汚名返上を期す三菱自動車、工場稼働は回復

改良された「ekスペース」が12月21日に発売された(記者撮影)

「商品改良はありがたいが、目新しさに欠ける」

燃費データの不正で今年、国内の自動車業界に大きな衝撃を与えた三菱自動車は不正対象車種の一つ、トールワゴンの「ekスペース」を12月21日に商品改良して発売した。

「ekスペース」は「ekワゴン」と合わせて、不正発覚前は国内販売の約4割を占めていた主力車種。元々は2016年度上期に商品改良の予定だったが、不正発覚で下期にずれ込んだ。「不正車種」の汚名返上に向け、三菱自動車は大きな期待を寄せるが、販売現場からは冷やかな声も聞こえてくる。

「小幅改良」に販売店も冷ややか

首都圏の三菱自動車系販売店の営業担当者は商品改良した「ekスペース」について、「中身がどれだけ変わったかお客さんには分からないのではないか」と魅力不足を指摘する。この店では不正発覚後、新規顧客の来店数が半分近くにまで落ち込んでおり、今回の商品改良車への期待は高かった。年明けの新春セールのチラシにも商品改良車を掲載することにしたが、販売にどれだけ貢献するか懐疑的だ。

不正発覚後、燃費については下方修正された(記者撮影)

三菱自動車側は「大幅改良」と謳ったものの、今回の商品改良ではフロントデザインや内装の変更が中心だ。夜間走行時に自動でハイビームとロービームを切り替える機能を含む安全機能を充実したグレードを追加したり、後席の空気を循環させるリヤサーキュレーターに「ナノイー」機能を追加したりと、利便性や快適性といった商品性を引き上げようとはしているが、「小幅改良」の印象は否めない。

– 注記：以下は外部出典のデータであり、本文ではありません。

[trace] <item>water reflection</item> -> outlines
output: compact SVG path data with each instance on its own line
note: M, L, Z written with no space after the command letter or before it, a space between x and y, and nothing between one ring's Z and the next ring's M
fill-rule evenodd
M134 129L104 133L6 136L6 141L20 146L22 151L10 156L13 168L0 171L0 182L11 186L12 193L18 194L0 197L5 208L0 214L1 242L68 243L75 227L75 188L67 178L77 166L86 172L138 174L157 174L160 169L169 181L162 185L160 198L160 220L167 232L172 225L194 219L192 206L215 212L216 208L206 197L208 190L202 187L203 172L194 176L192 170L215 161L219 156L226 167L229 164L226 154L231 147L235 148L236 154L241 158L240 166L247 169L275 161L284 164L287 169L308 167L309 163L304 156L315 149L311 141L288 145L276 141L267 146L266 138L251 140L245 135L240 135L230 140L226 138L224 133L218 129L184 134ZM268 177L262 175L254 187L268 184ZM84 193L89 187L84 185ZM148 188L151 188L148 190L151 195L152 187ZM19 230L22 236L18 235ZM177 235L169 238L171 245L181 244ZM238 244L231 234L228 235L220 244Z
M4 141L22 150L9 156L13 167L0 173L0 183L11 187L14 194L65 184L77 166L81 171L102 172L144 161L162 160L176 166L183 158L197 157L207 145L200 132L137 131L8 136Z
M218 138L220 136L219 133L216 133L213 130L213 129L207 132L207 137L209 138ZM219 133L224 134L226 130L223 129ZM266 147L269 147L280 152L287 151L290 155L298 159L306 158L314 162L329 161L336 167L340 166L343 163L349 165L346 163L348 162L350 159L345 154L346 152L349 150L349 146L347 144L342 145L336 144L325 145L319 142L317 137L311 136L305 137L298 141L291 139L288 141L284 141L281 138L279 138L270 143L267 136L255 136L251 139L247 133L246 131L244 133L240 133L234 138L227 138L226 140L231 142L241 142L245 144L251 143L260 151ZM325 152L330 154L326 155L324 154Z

三菱自動車にとって、これまでの「売り」だった燃費を消費者に訴求できなくなったことの影響は大きい。不正発覚後、改めて示された燃費は「ekスペース」の最も良いモデルで、ガソリン1リットル当たり26.0キロメートルから22.0キロメートルに修正された。他のモデルでも7~17%下方修正。販売再開に当たっては、値引きはせずにカーナビなどの購入に使える10万円分のオプション券を顧客に提供してきた。